The request should contain the information on the work hours or exemption for August that the enrollee had tried to report, according to the department.

Clark said her customer, after leaving the store to get some cash, ended up paying for one prescription but left without filling another one.

"She said she had a few left at home and would wait on that," Clark said.

She said she told the customer to call her caseworker to find out how to get her coverage restored. If it is, Clark can bill the Arkansas Works plan for the prescriptions and refund the money the customer paid.

"You do worry about patients like that," Clark said.

Arkansas in June became the first state to impose a work requirement on some of its Medicaid recipients.

It is being phased in this year for enrollees age 30-49 and next year for those age 19-29. When it is fully implemented, it is expected to apply to more than half of the people on the program, which covered more than 258,000 people as of Sept. 1.
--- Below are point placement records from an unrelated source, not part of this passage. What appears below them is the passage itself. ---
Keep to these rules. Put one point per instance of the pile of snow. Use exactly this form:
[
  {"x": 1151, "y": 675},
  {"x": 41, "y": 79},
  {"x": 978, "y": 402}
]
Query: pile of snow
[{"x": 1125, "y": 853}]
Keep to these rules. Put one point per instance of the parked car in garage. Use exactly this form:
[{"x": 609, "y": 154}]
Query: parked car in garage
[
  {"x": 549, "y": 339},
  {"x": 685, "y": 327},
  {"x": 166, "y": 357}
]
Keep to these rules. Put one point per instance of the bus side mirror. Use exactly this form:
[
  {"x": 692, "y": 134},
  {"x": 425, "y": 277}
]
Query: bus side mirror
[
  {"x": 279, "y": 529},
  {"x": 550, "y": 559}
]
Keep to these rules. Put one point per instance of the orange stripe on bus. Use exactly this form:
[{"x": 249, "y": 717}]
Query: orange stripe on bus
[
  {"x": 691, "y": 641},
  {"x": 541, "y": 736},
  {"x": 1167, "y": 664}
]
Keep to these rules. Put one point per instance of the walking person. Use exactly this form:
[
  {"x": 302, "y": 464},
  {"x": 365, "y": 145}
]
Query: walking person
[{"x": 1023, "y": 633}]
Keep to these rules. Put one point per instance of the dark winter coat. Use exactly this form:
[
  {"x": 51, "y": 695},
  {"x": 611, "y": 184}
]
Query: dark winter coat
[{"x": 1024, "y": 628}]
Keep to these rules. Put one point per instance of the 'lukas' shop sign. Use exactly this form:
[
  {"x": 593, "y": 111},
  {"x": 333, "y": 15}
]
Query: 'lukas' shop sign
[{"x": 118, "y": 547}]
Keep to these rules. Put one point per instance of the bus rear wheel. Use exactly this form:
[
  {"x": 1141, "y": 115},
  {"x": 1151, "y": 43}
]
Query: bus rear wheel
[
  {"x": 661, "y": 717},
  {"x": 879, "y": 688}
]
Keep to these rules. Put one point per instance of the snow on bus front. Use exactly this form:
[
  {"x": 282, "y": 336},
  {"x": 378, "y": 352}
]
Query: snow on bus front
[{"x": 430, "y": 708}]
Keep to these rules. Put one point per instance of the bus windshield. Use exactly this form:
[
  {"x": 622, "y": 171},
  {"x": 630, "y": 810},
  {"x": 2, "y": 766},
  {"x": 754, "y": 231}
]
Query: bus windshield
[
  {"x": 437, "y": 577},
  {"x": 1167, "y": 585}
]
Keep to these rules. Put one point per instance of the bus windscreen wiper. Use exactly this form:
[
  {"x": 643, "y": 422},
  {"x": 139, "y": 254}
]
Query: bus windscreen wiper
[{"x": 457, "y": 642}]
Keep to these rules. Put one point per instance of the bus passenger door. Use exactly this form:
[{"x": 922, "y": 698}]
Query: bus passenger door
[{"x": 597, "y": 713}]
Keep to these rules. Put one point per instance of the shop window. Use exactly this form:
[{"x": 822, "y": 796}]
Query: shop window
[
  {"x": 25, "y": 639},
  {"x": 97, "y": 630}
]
Arkansas Works covers people who became eligible for Medicaid under the expansion of the program in 2014. The expansion extended coverage to adults with incomes of up to 138 percent of the poverty level. This year the income cutoff was $16,753 a year for an individual or $34,638 for a family of four.

Most enrollees receive the coverage through private health plans, with the Medicaid program paying the premiums.

More than 4,500 enrollees initially lost coverage in the first round of terminations on Sept. 1.

Some of those had their coverage restored, reducing the number who were locked out of the program to 4,353 as of Sept. 9.

As of Sept. 21, an additional 4,662 enrollees had accumulated two months of noncompliance and had not yet met the requirement for September.

Little Rock-based QualChoice Health Insurance initially expected 521 customers to lose coverage on Monday, but that number fell to 500 as some of them came into compliance toward the end of last month, spokesman Terri Parker West said in an email.

She said she expected eight to 10 customers to have their coverage restored this week after reporting their hours or an exemption for September.

A spokesman for Arkansas Blue Cross and Blue Shield said last week that about 3,000 of its customers were also expected to lose coverage on Monday.

A representative of St. Louis-based Centene, which also offers Arkansas Works plans, didn't respond to inquiries last week or Thursday about how many of its customers were affected.

Marci Manley, a spokesperson for the Human Services Department, said she didn't have further information on the coverage terminations.

Each of the insurance companies has employees who are trained to report exemptions or work hours on behalf of enrollees.

Many enrollees aren't required to report because information in state records indicates they are working the required number of hours or qualify for an exemption. Others must use the website, access.arkansas.gov, to report their hours or an exemption.

Those eligible for exemptions include enrollees who have children in the home or who are pregnant, full-time students, or in drug or alcohol treatment.

Robin Fletcher, an insurance agent at the Hatcher Agency in Little Rock, said she had about five customers who lost coverage in first round of terminations last month, and none this month.

"It does make it a difficult thing for those individuals who go to the doctor, go to get a prescription," and discover their coverage has been canceled, she said.

In most cases, she said she's been able to get the coverage restored for those who lost it. In others, she said, "they flat out told us they weren't working and they weren't going to work."

At least three or four people who lost coverage since the terminations began have called Harmony Health Clinic in Little Rock, said Justin Wise, the clinic's executive director.

Funded by private donations and state grants, the clinic provides free medical care and prescription drugs to uninsured patients with incomes of up to 200 percent of the poverty level.

"We treat some of the sickest of the sick individuals -- folks that have not been to the doctor, for whatever reason," Wise said. "A lot of the time, by the time they get to our threshold, they are physically falling down on the floor."